Tuesday, February 19, 2013

Bipartite Nature of Our Government System

Tonight, as I observed the State of the Union address while working on homework, a few things that I had been noticing earlier were clearly observant. Many people think our government has problems and I would tend to agree most of the time. The problem is we want to blame one side or the other, but at the end of the day, it's the fault of both sides.

We have a dangerous setup right now. The government we have is no longer about what's right and wrong but only right and left. We have an institution that's not about helping the American people but it's about winning.

Ben Carson recently said that lawyers "are taught to win by hook or by crook." Look at our current political climate and you will see, they are mostly lawyers.

But the other problem is that emphasis on winning with two distinct sides has other repercussions. The left/right paradigm has tied together completely unrelated issues that you are forced to support if you feel strongly about issues. If you believe in equal opportunity for gay marriage rights, you obviously feel that gun control is the best way and must be pro-choice. If not you are an outsider in a political climate that shuns those who aren't in one of the two camps. In the same way, people who are pro-life are assumed to be for the death penalty (interesting dichotomy here).

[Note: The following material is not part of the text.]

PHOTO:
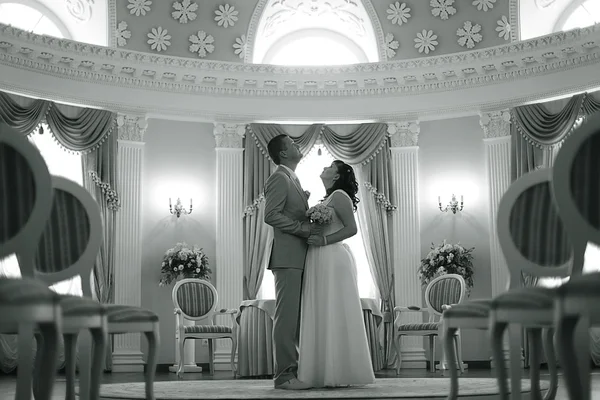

It's a dangerous trend. A few major issues overshadow the majority of issues and we keep electing the same people who reinforce this idea. The issues are no longer based on moral consciousness or any relation whatsoever. They aren't based on what the people of America really want. They are based on winning or losing for this team or that.

That's where the problem in America lies. We have made a land of moral grey into red and blue, right and left, and with no regards to the people we are effecting. It's a land of control, power, and regulation but not about freedom, morality, and hope.